Para ser considerado «agricultor activo» en España y poder percibir los pagos directos, el Ministerio estableció que el beneficiario debe cumplir una de estas dos condiciones principales: o bien estar afiliado a la Seguridad Social agraria por cuenta propia, o bien demostrar que al menos el 25 % de sus ingresos totales provienen de la actividad agraria.
España no ha prescindido de la ‘lista negativa’. El Ministerio mantiene esa herramienta en la normativa, excluyendo en principio a actividades como aeropuertos, empresas ferroviarias, abastecimientos de agua, servicios inmobiliarios o instalaciones deportivas y recreativas cuando su actividad principal no es agraria.

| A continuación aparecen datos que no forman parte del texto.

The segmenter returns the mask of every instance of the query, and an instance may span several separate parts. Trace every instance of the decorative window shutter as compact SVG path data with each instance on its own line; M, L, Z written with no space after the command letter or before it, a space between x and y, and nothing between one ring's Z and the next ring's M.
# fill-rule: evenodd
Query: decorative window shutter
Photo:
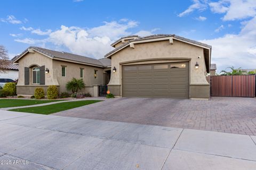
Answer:
M45 85L45 66L43 65L40 67L40 85Z
M29 68L24 67L24 76L25 85L29 85Z

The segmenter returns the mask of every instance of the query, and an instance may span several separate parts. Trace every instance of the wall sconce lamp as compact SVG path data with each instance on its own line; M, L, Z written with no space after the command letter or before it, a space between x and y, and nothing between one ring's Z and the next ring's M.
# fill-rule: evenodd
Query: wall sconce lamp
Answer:
M199 64L198 64L198 63L197 63L197 62L196 62L196 65L195 65L195 67L196 68L196 69L198 69Z
M115 73L116 71L116 67L115 66L114 66L114 69L113 69L113 73Z
M45 73L49 73L49 69L48 69L48 68L45 69Z

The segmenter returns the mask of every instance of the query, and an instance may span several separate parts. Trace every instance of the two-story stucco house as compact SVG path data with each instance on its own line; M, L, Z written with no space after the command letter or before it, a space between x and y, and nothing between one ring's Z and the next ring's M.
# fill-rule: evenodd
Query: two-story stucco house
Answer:
M100 60L28 48L13 59L20 68L17 93L33 95L49 85L66 91L75 77L83 78L84 91L92 94L94 85L107 84L116 97L209 98L211 46L174 35L131 36L111 45Z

Sin embargo, el elemento más definitorio del modelo español —y el que más debate estructural genera sobre ese «qué queremos ser de mayores»— es la aplicación de la exención para los pequeños perceptores. El Gobierno decidió acogerse al tope máximo permitido por Europa: cualquier beneficiario que perciba menos de 5.000 euros en ayudas de la PAC queda automáticamente exento de tener que justificar su afiliación a la Seguridad Social agraria o la regla del 25 % de ingresos.
El peso de esta decisión no es menor: en la práctica, esta exención engloba a cerca del 60 % de los perceptores de la PAC en España. Una cifra abrumadora que aviva el debate sobre si la arquitectura normativa actual busca una profesionalización real del sector o si, por el contrario, prioriza mantener el statu quo y la red de seguridad social en el medio rural. Esta es la realidad que finalmente determinará el perfil del perceptor de la PAC durante los próximos años. El debate sobre si este es el equilibrio adecuado o si la balanza debería inclinarse hacia otros modelos, sigue, como apuntaba nuestro lector, en el aire.